There are many other means of communication that are suitable. Basically, any form of communication can be used. However, some media may not be considered phishing. Physical presence (Impersonation) is such a medium. It is considered a social engineering technique but typically not phishing.

Targets

The recipients of phishing attempts can be distinguished in the following classes:

  • Spear phishing: The target is single person. Message and payload are crafted with a lot of details and effort.
  • Dynamite phishing: Like spear phishing, but targets a group. Uses information from previous communications within the target group. Often used after successful spear phishing for lateral movement.
  • Whaling: Spear phishing against senior staff or C-level (whale = big fish).
  • Spam: Target is a large group. Typically, without any personal information.

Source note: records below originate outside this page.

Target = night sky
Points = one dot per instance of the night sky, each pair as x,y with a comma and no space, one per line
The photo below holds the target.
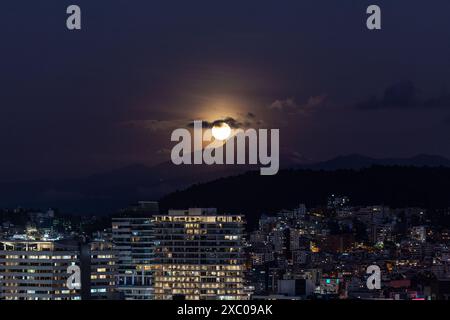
73,103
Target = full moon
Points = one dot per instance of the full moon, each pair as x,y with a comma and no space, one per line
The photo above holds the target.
221,131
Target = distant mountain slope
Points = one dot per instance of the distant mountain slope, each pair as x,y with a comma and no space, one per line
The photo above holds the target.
253,194
356,161
109,191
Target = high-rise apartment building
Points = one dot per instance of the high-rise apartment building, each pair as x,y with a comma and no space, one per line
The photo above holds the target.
98,271
37,270
199,255
134,244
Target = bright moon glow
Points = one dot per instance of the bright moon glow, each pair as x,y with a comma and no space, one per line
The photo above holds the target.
221,131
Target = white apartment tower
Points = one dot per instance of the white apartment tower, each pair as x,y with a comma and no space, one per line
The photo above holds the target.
199,256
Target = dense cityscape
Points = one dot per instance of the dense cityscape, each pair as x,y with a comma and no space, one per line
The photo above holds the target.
302,253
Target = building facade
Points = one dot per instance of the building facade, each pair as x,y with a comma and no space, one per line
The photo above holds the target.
199,256
134,246
37,270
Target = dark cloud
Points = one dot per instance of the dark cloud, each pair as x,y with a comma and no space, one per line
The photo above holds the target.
404,95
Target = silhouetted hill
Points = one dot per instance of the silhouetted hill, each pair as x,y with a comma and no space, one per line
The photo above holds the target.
112,190
252,194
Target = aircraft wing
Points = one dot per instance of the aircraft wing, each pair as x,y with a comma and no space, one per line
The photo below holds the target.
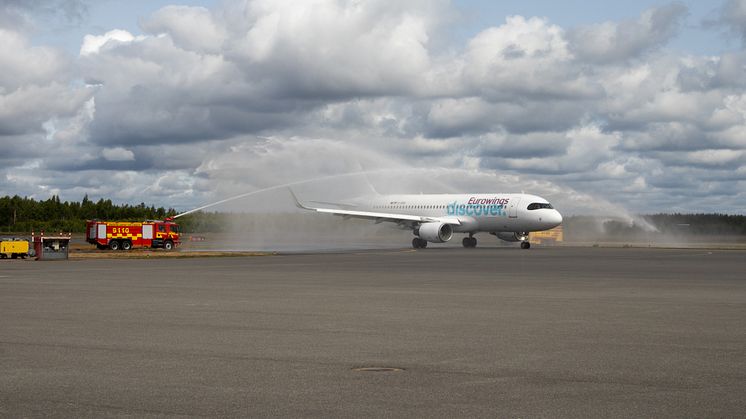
378,217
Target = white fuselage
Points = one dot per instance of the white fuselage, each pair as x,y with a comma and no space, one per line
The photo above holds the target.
475,212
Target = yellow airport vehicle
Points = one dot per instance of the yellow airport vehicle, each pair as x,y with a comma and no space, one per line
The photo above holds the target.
14,248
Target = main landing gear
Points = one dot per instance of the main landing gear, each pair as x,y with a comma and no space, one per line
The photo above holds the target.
419,243
469,242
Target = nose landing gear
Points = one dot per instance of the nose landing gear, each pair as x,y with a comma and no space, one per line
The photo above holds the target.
469,242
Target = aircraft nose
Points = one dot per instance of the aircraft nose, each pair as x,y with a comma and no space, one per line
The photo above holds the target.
556,218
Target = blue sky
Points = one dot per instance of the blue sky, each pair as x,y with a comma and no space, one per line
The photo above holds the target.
639,104
476,15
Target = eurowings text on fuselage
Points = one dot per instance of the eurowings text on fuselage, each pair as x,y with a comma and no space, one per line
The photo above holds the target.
435,217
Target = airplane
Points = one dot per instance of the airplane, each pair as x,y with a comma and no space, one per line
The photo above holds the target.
434,218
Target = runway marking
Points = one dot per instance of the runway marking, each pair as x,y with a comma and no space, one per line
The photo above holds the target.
386,252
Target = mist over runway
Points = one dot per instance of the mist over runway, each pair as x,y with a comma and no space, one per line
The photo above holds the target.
490,332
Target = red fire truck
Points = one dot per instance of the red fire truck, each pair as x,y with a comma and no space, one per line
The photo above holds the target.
125,235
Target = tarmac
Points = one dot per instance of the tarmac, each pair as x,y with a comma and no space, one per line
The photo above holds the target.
448,332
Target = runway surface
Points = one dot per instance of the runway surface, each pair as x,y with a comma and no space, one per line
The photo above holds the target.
486,332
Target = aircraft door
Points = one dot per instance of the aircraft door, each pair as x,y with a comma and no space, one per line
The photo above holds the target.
513,207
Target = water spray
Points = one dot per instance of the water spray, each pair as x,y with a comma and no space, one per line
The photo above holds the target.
274,188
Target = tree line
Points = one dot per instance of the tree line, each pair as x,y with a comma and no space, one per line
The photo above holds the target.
23,215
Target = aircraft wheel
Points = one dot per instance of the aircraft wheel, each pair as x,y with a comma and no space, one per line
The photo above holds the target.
418,243
469,242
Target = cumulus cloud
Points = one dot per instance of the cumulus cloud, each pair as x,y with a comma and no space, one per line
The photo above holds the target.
618,41
210,102
733,16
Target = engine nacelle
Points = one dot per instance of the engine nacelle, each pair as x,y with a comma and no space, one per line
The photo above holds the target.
435,232
512,237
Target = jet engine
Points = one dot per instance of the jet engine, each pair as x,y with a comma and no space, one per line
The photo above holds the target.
512,237
435,232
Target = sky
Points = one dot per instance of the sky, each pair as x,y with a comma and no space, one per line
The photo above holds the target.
639,104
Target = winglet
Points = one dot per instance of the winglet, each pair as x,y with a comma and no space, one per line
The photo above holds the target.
297,202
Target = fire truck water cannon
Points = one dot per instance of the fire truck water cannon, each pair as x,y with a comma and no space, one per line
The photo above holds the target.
125,235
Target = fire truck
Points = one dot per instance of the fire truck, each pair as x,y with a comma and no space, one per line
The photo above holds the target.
124,235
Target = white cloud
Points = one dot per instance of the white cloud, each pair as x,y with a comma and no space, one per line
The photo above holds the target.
118,154
218,101
615,41
93,44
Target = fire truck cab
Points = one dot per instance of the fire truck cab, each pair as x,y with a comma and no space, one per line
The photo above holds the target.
124,235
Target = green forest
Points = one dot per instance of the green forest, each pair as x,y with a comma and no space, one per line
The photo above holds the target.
23,215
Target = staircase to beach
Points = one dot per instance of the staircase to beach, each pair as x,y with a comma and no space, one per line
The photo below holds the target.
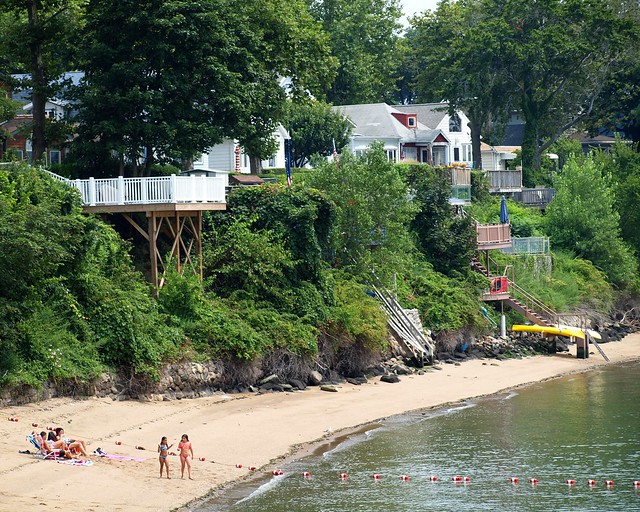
517,298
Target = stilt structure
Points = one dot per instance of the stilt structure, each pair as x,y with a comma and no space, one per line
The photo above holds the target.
166,207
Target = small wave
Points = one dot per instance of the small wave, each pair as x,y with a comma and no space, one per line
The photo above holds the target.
267,486
451,410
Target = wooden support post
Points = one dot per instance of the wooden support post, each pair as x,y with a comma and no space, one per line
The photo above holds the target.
153,251
582,348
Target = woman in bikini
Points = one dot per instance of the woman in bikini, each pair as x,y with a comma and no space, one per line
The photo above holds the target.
163,450
73,445
186,454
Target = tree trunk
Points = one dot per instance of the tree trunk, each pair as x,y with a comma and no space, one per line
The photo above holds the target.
149,161
39,84
476,142
255,165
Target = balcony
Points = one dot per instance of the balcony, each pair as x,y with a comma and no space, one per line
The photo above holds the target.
535,197
460,178
493,236
504,181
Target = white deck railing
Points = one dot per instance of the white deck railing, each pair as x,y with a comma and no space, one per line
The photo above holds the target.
162,189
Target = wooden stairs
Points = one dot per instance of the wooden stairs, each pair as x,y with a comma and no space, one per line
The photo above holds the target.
517,298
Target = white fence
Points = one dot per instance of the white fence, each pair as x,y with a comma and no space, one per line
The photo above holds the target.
163,189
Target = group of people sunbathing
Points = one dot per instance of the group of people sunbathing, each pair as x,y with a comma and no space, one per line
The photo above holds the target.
55,443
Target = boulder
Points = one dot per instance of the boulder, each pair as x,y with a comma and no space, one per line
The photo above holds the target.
270,378
315,378
297,384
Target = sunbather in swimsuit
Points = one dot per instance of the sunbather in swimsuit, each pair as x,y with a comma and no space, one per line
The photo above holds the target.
186,454
163,450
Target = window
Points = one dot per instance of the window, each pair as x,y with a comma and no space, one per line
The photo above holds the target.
455,125
411,153
54,157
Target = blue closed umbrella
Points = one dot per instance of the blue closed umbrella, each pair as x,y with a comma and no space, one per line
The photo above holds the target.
504,214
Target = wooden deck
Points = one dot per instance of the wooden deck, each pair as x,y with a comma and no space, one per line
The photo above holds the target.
161,193
162,206
493,236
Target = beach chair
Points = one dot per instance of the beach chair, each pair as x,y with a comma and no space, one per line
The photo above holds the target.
53,455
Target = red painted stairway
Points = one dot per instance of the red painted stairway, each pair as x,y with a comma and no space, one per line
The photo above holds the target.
515,297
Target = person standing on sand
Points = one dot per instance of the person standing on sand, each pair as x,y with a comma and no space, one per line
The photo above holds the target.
163,450
186,454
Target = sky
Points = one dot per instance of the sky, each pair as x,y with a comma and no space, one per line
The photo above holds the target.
411,7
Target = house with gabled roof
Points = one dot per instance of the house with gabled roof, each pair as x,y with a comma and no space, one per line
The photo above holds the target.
403,136
454,127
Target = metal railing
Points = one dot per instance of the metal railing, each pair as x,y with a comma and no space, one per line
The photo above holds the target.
504,180
161,189
529,245
535,196
532,303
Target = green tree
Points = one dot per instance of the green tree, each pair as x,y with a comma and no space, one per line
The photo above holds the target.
456,52
364,37
582,219
167,79
448,241
558,56
286,41
38,38
164,80
373,209
314,129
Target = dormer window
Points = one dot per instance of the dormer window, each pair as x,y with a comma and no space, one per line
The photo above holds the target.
455,125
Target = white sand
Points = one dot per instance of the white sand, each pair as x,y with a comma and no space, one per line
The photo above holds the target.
252,430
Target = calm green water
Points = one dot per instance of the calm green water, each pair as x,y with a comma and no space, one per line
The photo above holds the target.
580,427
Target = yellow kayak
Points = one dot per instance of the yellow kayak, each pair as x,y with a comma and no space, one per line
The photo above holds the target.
557,330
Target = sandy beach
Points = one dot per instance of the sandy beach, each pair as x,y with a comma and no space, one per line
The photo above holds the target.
226,430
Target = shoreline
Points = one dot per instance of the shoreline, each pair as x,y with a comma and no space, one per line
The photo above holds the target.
314,448
252,430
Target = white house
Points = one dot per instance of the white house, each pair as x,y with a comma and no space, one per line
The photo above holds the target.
495,158
454,127
403,136
229,156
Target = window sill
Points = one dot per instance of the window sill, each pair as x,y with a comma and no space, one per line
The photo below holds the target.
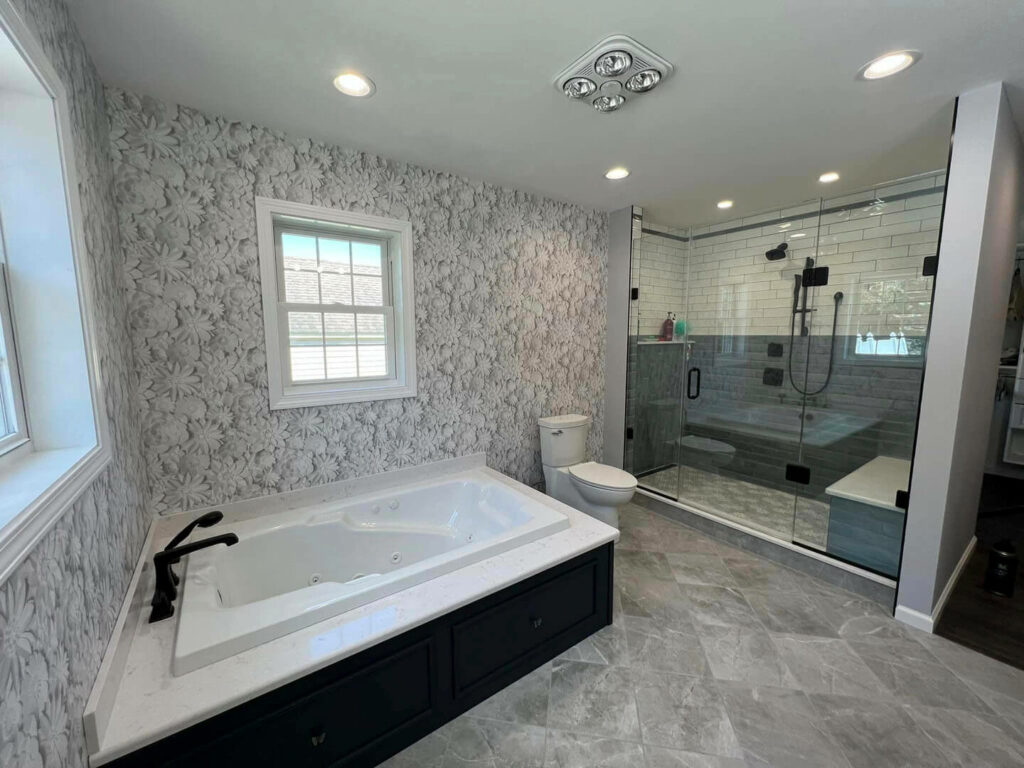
296,397
35,492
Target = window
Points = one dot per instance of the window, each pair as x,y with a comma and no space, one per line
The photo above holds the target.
337,305
889,320
52,438
13,431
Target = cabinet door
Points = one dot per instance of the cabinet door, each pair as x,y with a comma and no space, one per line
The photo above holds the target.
485,643
336,724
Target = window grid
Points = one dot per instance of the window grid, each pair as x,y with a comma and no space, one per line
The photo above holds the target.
354,322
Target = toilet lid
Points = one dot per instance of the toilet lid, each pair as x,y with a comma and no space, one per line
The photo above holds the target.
603,476
707,444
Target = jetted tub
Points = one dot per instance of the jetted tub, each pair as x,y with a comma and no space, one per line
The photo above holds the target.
294,568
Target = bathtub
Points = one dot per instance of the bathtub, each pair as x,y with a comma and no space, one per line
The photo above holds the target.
294,568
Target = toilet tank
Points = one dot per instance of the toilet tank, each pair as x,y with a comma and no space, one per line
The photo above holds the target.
563,439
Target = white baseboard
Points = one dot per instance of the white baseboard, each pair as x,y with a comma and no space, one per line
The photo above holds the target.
925,622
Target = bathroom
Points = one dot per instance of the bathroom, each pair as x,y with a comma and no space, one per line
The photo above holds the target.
340,423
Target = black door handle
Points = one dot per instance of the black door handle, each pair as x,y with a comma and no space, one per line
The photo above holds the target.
692,393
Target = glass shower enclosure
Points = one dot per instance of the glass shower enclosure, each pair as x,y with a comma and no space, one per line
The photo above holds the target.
775,365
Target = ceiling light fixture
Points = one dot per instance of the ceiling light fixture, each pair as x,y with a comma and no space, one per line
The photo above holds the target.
605,73
612,64
354,84
643,81
579,87
888,65
608,103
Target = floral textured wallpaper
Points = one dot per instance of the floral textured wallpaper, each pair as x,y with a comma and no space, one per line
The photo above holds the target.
58,606
509,310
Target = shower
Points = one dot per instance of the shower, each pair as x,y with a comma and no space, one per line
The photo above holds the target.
801,283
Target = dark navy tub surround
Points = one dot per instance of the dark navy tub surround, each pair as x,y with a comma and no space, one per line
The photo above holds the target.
364,684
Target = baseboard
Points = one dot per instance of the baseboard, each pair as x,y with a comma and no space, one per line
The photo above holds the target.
928,623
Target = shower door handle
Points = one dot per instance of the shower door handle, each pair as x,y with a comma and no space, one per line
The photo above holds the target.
691,392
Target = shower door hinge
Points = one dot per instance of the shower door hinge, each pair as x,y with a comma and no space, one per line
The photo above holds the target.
798,473
815,275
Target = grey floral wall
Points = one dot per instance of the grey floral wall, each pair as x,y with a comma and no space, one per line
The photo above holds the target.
509,309
58,607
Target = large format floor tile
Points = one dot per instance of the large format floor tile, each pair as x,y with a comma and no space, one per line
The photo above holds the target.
593,698
718,658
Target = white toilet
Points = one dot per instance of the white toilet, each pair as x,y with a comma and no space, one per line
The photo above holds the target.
595,488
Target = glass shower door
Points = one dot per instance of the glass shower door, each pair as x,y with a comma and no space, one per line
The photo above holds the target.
868,337
660,269
741,420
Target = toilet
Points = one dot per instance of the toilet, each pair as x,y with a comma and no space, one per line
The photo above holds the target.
595,488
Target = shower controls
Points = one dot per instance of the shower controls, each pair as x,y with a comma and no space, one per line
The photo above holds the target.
693,392
615,68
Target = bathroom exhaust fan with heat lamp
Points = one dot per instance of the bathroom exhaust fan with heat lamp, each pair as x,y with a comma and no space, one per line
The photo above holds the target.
614,71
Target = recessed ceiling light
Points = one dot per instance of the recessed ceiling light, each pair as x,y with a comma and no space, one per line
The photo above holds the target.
354,84
887,65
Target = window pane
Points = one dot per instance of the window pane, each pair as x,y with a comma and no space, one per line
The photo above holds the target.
336,289
367,258
340,336
372,346
298,251
8,423
301,288
334,256
305,341
369,291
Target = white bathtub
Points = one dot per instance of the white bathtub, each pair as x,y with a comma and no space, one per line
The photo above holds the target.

Social Engineering Tactics

Phishing is lot about psychology. Choosing the right social engineering tactic is essential. The best tactic depends on factors such as target personality and situation. Tactics can be focused on sender (authoritative, enticing, gullibility) or on content (greedy, quid pro quo, commitment, scarcity, status quo).

  • Authoritative: Pose as authority, e.g. federal law enforcement or governmental employee.
  • Enticing: Copy mail templates from well-known parties (clone phishing), e.g. Google or Paypal.
  • Gullibility: Impersonate trusted party, e.g. support staff.
  • Greedy: Pretend to be willing to spend money or promise get-rich-quick-schemes.
  • Quid pro quo (Reciprocity bias): Exploit that humans tend to pay back what they perceive as favour.
  • Commitment (Sunk-costs-fallacy): Exploit that humans tend to make decision that align with previous decisions.
  • Scarcity heuristics: Exploit that humans tend to value things more if they are easier to lose.
  • Status quo bias: Exploit that humans tend to prefer the current state over changes.

Payload Options

The payload is typically the most technical part of phishing. A characteristic of phishing is that user interaction is required. However, after the initial interaction, e.g. open a document, execution should be as automated as possible.

  • Attachment-based: Payloads that are delivered via attachment are most likely to exploit a vulnerability in document render software (e.g. Adobe Acrobat for PDF), execute macros in office documents (e.g. Microsoft Word for .doc/.docx) or be an executable software. Arbitrary code execution may be achieved. A recent post-exploitation method is to change local DNS entries to redirect targets to malicious URLs (Pharming).
  • URL-based: Target follows a URL to a malicious site. The site either mimics a legit authentication form (credential phishing), exploits a vulnerability in the targets’ browser (client-side attack) or collects information for further action (information disclosure).
  • Non-technical: Rely significantly on psychology. Must be perfectly aligned with phishing tactic. Typical scenarios are asking for money transactions (CEO fraud, Nigerian prince), collect information (bank account or SSN) or spread hoax information, e.g. to manipulate stock prices (fake news).